The attorney told Thomas his statements were understood to mean that George was an irresponsible parent; an unfit mother, was careless when it came to the safety and care of her child; was immoral; was a perpetrator of child abuse and reckless endangerment of her child; and wilfully exposed her daughter to danger with adult men.

She also said that Thomas’ statements meant that the child seduced men, in particular, the prime minister; was flirtatious and was flirting with the prime minister; was immoral; sexually precocious; and was on the steelband float for the purpose of flirting with adult men.

Farah-Tull said Facebook, being the most popular and leading social media site, enjoyed a substantial online viewership in TT and the world, with a wide audience. She said Thomas’s post became known to a substantial but unquantifiable number of unidentifiable readers.

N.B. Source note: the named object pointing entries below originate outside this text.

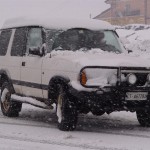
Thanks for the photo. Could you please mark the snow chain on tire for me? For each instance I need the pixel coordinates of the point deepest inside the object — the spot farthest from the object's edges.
(143, 117)
(9, 108)
(66, 111)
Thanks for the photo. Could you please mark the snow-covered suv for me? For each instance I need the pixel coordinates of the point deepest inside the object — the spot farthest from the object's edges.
(78, 65)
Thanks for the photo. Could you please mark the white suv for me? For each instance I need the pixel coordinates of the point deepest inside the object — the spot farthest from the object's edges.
(78, 65)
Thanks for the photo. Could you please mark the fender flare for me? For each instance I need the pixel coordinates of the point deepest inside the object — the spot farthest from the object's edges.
(4, 74)
(52, 87)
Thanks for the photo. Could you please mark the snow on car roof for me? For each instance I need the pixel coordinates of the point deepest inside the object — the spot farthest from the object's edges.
(58, 23)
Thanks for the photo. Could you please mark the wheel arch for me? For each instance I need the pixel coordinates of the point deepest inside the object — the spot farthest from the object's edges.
(52, 88)
(5, 76)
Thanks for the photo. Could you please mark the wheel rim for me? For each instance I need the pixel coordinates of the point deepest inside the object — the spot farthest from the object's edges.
(59, 107)
(6, 99)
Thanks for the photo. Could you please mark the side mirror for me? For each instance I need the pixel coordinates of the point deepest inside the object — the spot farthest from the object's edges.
(38, 51)
(129, 51)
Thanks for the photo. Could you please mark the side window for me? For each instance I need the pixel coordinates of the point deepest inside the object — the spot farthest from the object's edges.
(34, 41)
(19, 42)
(4, 41)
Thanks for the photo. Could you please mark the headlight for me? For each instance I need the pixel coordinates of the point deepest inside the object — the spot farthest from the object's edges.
(148, 78)
(131, 78)
(112, 80)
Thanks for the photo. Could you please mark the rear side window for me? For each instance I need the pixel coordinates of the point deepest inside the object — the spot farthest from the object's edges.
(19, 42)
(4, 41)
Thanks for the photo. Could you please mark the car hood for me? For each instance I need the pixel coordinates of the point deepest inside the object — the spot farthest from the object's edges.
(103, 59)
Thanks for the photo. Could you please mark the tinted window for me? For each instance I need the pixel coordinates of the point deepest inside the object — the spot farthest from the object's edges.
(84, 39)
(4, 41)
(19, 42)
(34, 42)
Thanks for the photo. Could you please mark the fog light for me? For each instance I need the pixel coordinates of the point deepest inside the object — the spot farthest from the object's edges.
(112, 80)
(131, 78)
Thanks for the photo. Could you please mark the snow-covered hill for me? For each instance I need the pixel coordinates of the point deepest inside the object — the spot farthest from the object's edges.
(135, 37)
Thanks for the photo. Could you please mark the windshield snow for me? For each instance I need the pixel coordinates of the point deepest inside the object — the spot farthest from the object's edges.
(84, 40)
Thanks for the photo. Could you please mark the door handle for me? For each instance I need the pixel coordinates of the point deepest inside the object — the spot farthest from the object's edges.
(23, 63)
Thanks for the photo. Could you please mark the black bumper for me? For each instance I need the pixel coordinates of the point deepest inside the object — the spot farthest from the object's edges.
(114, 100)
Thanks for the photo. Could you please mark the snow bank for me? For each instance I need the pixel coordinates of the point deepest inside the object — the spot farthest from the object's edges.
(135, 37)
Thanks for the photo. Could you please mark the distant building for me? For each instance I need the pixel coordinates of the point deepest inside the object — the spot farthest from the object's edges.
(124, 12)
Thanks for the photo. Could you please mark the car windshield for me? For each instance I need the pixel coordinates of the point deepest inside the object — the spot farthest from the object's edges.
(83, 39)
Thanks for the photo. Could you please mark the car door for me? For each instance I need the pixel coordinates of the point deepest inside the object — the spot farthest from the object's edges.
(32, 64)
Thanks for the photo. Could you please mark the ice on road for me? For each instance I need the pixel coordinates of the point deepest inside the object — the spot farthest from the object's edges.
(36, 129)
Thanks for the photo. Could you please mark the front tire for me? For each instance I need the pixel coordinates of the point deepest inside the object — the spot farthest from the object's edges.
(66, 110)
(143, 117)
(9, 108)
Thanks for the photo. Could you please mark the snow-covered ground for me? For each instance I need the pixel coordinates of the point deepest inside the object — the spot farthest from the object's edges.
(136, 37)
(36, 129)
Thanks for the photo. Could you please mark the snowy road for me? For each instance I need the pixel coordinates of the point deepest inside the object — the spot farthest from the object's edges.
(36, 129)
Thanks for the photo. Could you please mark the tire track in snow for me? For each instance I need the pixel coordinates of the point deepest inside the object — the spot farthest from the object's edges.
(71, 145)
(93, 130)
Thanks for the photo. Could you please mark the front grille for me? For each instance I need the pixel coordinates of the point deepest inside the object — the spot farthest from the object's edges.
(141, 79)
(141, 74)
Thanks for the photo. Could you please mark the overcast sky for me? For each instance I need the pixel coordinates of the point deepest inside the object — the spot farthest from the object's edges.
(71, 8)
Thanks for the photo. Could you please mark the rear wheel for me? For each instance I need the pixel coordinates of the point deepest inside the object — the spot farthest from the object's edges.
(66, 110)
(9, 108)
(143, 117)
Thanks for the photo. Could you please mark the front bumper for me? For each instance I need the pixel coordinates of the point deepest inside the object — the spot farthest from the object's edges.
(112, 100)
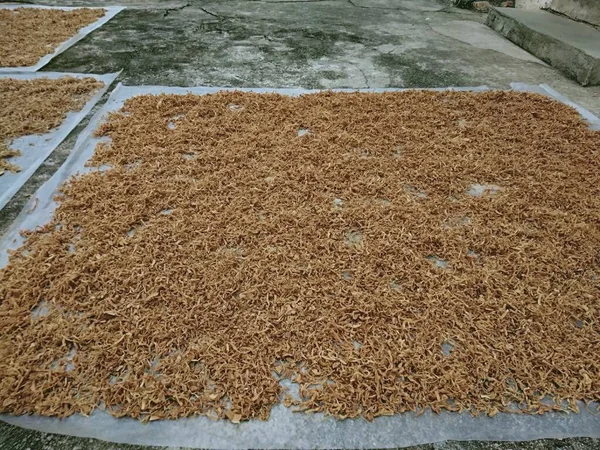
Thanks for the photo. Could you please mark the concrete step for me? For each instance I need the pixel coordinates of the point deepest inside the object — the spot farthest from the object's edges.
(571, 47)
(584, 10)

She also said Thomas’s post elicited defamatory statements from many others. She also held him responsible for the republication of the post in his statements he gave to the Trinidad Express newspapers soon after.

The attorney told him he ought to have anticipated there was a significant risk that what he said would be repeated, since he was a well-known public figure as a political activist and radio talk-show host.

She said the post went viral, considering the prime minister was made the subject of ridicule.

In the letter, George vehemently denied any and all of the allegations and innuendo of the behaviour alleged in Thomas’s post. Farah-Tull said the pre-school owner suffered shame, distress, anxiety, and embarrassment because of Thomas’ “disparaging”, “defamatory,” and “highly malicious” statements. which were made with the ulterior motive of furthering his political vendetta against the prime minister.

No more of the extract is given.